M. shakes his head. He tells me he rode his bike here and will ride it home as well. I tell him that I am also something of a cyclist and that, for reasons environmental, physical, and fiscal, I much prefer my Schwinn to my Subaru. But M. appears to be unimpressed by our commonality. He leaves and I immediately pick up the phone and call M.’s mother’s office. The phone rings and rings and then I hear her voice. Alas, it is only her recorded voice, but still deep and lovely and stunning. Which is to say, it stuns me, so much so that I forget what is required of me “after the beep” for several seconds, until I realize how creepy the silence must sound. I identify myself. “Remember me?” I say, which, even to my ears, sounds unattractively needy — needy and, indeed, full of need. “M. mentioned a book today,” I say, and then state its title. Then I hang up before incriminating myself any further. But then I realize the hang-up is so abrupt that it is its own kind of incrimination. Oh, despair! Some people, when desperate, retreat to pills or hard liquor. I nap. After the phone message, I nap for two hours, then, feeling better, awake slowly to the sound of a bell ringing. This strikes me as an apt metaphor for how the mind announces that it has healed itself, until I realize that it is not a metaphor: someone is ringing my doorbell. I open the front door and walk out to the porch. There is nobody there. But at my feet I see a book. I pick it up. Attached to its cover is a yellow Post-it note that reads, “You asked for it!” and then M.’s mother’s signature.
The New Parrot
There were no parrots — that was one thing I noticed — nothing bright or feathered or talkative at all. The other thing I noticed was that this wasn’t a restaurant, like the book said it would be: it was a motel. The book had gotten it wrong. Or maybe the place had changed owners or something. Because it was definitely a motel. The neon sign outside said so, even though the O and T and E and L were out. Just the M was lit, flickering and buzzing to let you know what kind of place you were about to go into. I didn’t want to go into the New Parrot anymore. I really didn’t want to. It was scary. You know something is scary if you’ve read the book, even if you’ve only read part of the book’s first sentence, and what you’re seeing isn’t out of it. But I got off my Huffy, leaned it against the wall next to the door in case I needed to make a quick getaway, and went in anyway, for my dad.
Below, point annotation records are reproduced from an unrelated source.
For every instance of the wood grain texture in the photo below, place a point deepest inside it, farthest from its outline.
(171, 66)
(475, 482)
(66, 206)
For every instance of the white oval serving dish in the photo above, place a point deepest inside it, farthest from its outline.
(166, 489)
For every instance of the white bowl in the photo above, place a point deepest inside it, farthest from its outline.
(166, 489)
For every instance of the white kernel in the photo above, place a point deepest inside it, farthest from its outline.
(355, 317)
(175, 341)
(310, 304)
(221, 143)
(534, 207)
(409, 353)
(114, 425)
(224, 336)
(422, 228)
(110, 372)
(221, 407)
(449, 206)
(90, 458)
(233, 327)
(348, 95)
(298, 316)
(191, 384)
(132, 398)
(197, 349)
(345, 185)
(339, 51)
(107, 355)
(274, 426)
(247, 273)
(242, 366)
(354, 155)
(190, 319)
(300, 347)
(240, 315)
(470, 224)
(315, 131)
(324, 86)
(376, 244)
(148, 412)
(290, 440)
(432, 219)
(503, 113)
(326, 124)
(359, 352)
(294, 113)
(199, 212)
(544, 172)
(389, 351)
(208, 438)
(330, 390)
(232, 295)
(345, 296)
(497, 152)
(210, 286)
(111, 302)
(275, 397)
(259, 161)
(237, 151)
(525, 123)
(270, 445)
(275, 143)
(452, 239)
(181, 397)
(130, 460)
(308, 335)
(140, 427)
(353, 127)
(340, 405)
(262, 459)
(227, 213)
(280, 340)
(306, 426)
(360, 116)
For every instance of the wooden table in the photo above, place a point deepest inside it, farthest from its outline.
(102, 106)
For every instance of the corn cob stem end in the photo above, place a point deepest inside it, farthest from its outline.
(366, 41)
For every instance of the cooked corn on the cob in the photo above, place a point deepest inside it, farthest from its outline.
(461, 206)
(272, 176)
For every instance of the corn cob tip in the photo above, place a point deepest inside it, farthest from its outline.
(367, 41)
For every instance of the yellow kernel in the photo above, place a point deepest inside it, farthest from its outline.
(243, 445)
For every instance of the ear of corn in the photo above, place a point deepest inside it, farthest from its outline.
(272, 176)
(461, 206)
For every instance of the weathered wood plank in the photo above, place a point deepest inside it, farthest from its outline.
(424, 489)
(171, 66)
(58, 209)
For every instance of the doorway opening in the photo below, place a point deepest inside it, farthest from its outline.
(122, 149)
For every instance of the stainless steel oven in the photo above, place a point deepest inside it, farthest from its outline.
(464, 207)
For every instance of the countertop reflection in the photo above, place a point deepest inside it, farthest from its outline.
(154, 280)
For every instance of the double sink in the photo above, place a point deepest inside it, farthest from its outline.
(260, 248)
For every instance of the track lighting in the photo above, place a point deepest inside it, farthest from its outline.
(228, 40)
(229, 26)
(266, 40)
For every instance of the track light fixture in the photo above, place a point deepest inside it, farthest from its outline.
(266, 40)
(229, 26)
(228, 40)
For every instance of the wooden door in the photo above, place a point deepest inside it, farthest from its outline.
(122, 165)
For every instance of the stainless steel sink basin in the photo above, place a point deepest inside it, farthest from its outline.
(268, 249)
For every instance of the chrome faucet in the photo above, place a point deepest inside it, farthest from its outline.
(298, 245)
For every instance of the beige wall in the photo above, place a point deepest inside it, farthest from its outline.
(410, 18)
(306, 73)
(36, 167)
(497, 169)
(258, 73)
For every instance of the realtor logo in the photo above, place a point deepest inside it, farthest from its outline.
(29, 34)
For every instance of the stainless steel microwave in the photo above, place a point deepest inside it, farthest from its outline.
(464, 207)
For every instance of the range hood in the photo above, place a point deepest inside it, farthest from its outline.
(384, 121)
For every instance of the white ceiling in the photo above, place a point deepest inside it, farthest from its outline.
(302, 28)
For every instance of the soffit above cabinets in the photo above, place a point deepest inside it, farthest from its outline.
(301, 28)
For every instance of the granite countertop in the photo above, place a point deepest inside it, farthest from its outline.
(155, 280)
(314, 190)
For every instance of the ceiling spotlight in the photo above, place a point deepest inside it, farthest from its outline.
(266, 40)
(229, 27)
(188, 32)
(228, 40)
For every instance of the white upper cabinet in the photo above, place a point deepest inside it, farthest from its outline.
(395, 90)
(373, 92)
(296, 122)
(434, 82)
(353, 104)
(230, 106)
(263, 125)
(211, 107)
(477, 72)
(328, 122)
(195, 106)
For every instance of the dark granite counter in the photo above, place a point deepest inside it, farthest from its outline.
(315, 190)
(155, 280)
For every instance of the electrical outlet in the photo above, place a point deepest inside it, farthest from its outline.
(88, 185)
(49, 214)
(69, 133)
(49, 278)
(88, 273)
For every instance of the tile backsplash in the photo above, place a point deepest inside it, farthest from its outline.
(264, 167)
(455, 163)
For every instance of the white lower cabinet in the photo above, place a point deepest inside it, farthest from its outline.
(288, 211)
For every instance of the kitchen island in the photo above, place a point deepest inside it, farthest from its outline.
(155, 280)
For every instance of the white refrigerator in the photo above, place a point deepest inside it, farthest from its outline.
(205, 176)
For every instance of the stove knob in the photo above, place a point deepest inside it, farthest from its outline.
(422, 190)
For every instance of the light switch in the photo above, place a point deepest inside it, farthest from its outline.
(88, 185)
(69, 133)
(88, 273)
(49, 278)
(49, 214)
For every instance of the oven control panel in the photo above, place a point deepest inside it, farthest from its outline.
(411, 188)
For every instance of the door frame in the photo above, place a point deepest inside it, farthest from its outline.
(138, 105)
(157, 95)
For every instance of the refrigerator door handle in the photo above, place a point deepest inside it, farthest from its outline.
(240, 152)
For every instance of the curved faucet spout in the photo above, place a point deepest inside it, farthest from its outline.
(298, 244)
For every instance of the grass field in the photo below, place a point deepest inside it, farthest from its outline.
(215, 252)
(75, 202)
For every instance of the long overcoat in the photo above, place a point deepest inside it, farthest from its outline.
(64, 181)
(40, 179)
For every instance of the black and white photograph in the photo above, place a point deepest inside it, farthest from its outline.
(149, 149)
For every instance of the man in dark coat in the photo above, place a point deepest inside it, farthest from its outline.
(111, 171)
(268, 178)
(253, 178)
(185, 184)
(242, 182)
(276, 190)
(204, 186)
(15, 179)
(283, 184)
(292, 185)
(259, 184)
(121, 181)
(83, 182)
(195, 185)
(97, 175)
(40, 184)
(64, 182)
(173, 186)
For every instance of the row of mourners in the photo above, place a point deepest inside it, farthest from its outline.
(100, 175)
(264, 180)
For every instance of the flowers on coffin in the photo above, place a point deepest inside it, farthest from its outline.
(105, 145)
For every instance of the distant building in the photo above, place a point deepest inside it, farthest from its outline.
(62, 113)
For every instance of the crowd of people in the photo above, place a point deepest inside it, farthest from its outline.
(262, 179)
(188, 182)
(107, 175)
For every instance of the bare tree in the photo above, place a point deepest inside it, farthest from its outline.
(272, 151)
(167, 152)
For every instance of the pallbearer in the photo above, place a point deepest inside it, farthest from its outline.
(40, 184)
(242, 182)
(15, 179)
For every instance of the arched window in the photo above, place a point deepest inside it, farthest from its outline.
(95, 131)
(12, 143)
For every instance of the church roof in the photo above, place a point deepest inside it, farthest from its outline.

It was so dark, and once my eyes adjusted to it, I saw why. The walls were covered in dark brown wallpaper that was meant to look like wood paneling. The carpet was dark brown, too, and wet: it squished as I walked on it. It was like walking on the kind of giant sponge you washed your car with. I looked up and saw why it was wet: the ceiling was one giant water stain, and water was dripping everywhere, with no buckets to catch it. Drip, the ceiling went, drip, drip. It was like a cave. Before I’d read Waiting for Godot, I’d read The Adventures of Tom Sawyer. The New Parrot’s lobby, or whatever it was, reminded me of the cave at the end of Tom Sawyer, except there was gold and bats in that cave; in this one there didn’t seem to be anything, not even furniture. I turned around and saw, at the far end of the room, a square opening in the wall, with a handwritten sign above the opening that said CHECK IN. I walked over. There was a chair on the other side of the hole but no one sitting in it. On the counter, there was the familiar bell, the nipple-shaped clanger that lets people you know you’re here. I hit it, gently at first and then harder, but it didn’t go clang, or ring, but instead went thunk. It was the most depressing room I’d ever been in: more depressing than whatever room my parents happened to be arguing in, more depressing than my dad’s hospital room, more depressing than my room right before I was made to clean it. Beyond the desk and to the left, I could see a hallway, also dark, and a series of doors on either side of it. It was the kind of hallway you see in nightmares.